WASHINGTON — The House on Thursday approved a revised children's health insurance bill that Democrats said addressed Republican concerns, but President Bush again threatened to veto it.
The 265-142 tally fell short of the two-thirds needed to override a veto, but it raised the stakes in the political confrontation over children's healthcare.
Both sides have moved in the direction of a compromise since the House failed last week to override Bush's veto of the original bill. Yet there have been no direct negotiations between the administration and the legislation's congressional supporters. Each side blames the other for the impasse. Most Democrats and dozens of Republicans, including many senior GOP senators, back the bill.
"If you feel as though we've been here before, it's because we have," said House Minority Leader John A. Boehner (R-Ohio), an opponent.
At issue is the State Children's Health Insurance Program, which now provides coverage to 6 million children nationally whose parents earn too much money to qualify for Medicaid but too little to afford private insurance. The state-federal partnership, which in California is known as Healthy Families, must be renewed this year.
Congress approved a five-year, $60-billion bill that would have covered an additional 4 million children and given states the option of helping uninsured children in some middle-class families.
Bush originally insisted on a $30-billion program that analysts said would not have been enough to cover the current caseload.
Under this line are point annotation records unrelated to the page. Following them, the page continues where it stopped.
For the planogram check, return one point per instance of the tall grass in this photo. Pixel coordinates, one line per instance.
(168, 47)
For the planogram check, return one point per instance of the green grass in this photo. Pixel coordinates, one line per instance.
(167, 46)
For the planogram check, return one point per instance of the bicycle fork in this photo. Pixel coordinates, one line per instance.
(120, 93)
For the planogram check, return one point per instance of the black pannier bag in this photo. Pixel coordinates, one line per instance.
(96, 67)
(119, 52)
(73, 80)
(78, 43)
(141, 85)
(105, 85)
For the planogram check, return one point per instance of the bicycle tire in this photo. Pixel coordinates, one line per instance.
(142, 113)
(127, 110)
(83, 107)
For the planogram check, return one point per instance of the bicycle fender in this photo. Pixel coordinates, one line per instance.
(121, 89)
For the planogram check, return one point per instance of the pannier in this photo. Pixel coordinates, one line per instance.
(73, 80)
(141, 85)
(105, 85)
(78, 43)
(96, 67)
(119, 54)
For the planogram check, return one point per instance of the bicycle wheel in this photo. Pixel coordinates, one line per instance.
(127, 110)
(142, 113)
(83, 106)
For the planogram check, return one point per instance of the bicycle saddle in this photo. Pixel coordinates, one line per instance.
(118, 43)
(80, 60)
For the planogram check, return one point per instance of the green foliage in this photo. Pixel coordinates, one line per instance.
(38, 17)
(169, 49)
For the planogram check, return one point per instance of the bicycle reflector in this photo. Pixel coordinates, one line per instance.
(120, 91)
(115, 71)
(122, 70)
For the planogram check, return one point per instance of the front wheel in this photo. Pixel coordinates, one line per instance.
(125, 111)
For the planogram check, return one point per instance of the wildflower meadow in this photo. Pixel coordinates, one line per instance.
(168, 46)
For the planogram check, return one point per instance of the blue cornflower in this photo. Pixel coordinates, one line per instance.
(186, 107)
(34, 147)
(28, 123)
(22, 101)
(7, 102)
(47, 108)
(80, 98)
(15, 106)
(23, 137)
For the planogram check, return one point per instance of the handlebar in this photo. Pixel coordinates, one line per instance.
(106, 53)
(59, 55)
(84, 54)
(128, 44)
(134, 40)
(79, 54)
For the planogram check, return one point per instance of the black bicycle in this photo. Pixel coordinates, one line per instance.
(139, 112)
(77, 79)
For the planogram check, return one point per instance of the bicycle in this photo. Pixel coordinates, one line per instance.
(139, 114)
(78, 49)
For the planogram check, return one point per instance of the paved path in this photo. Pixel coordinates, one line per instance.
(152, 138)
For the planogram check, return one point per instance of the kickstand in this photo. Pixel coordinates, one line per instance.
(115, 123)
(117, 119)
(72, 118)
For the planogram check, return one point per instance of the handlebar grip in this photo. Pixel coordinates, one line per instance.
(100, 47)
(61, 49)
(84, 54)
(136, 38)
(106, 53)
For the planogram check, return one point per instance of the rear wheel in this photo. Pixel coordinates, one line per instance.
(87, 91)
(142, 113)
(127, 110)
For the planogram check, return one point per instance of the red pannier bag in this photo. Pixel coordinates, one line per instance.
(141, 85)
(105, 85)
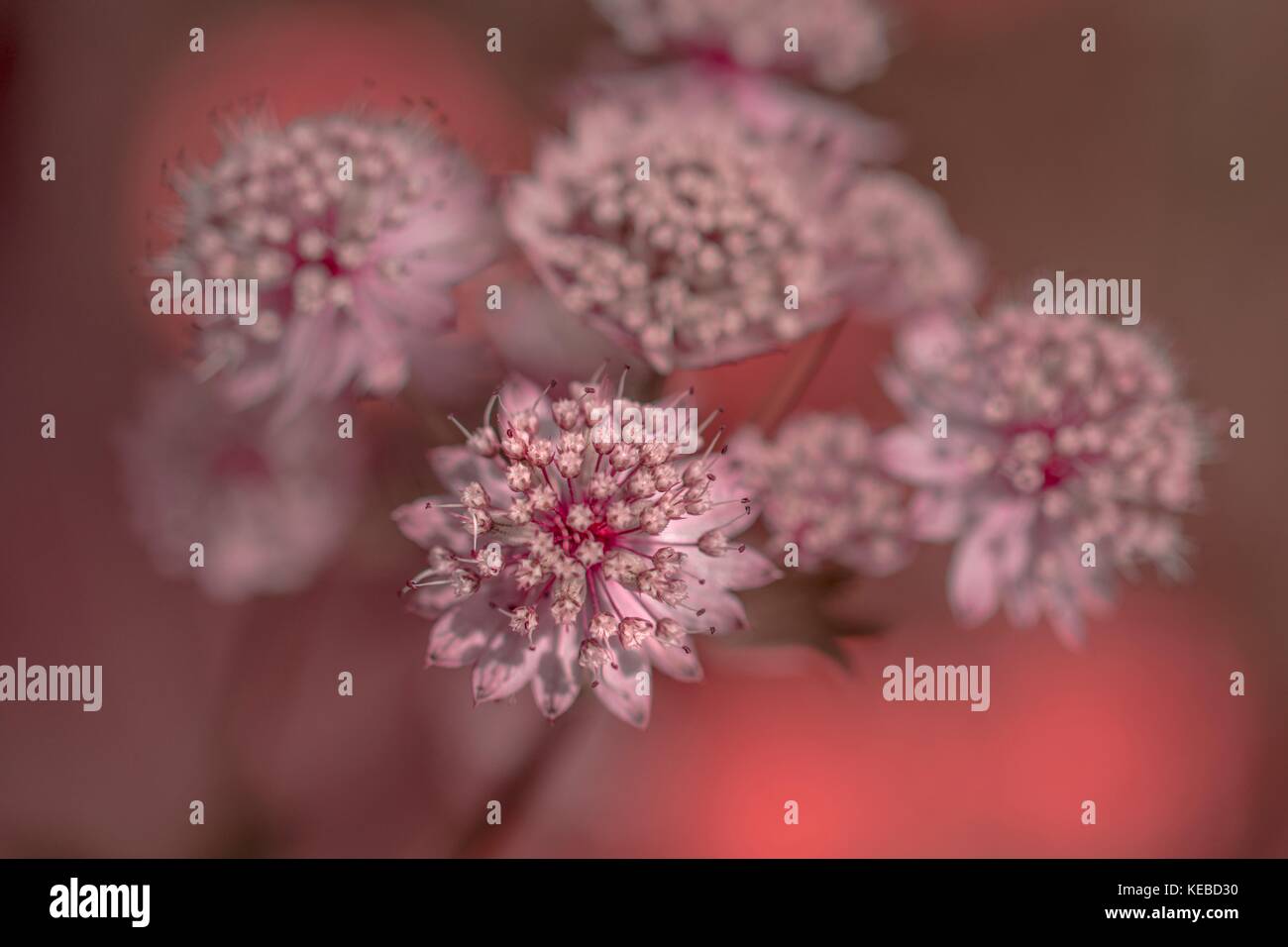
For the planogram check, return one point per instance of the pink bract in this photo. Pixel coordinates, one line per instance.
(355, 274)
(1061, 431)
(565, 557)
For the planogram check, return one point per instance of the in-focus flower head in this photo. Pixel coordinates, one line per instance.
(841, 43)
(567, 556)
(270, 506)
(921, 262)
(355, 270)
(824, 489)
(1060, 431)
(728, 244)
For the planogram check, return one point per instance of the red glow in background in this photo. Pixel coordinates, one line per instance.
(1113, 163)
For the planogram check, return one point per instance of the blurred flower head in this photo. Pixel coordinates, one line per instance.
(695, 217)
(921, 262)
(269, 506)
(355, 268)
(567, 556)
(1031, 436)
(824, 491)
(840, 43)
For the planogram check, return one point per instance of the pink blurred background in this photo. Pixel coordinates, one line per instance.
(1115, 163)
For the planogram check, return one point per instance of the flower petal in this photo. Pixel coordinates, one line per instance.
(988, 558)
(557, 682)
(462, 634)
(618, 688)
(506, 665)
(919, 458)
(674, 660)
(425, 527)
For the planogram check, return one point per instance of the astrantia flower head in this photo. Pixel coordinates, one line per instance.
(353, 269)
(825, 492)
(841, 43)
(695, 218)
(1059, 432)
(567, 557)
(268, 506)
(921, 262)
The administration wanted to limit eligibility to children in families making about $41,000 for a family of four, or about twice the federal poverty level.
Administration officials now say the president is willing to spend about $45 billion on the program and -- under certain conditions -- allow coverage of uninsured children in families making about $62,000 for a family of four, or three times the national poverty level.
House Democrats said they have also made significant concessions. Their revised bill includes citizenship verification requirements and would bar states from using federal funds to cover children in families making more than three times the national poverty level.
"We think we tried to respond -- and we did respond, we believe -- to the concerns you raised," House Majority Leader Steny H. Hoyer (D-Md.) told Republicans during the debate.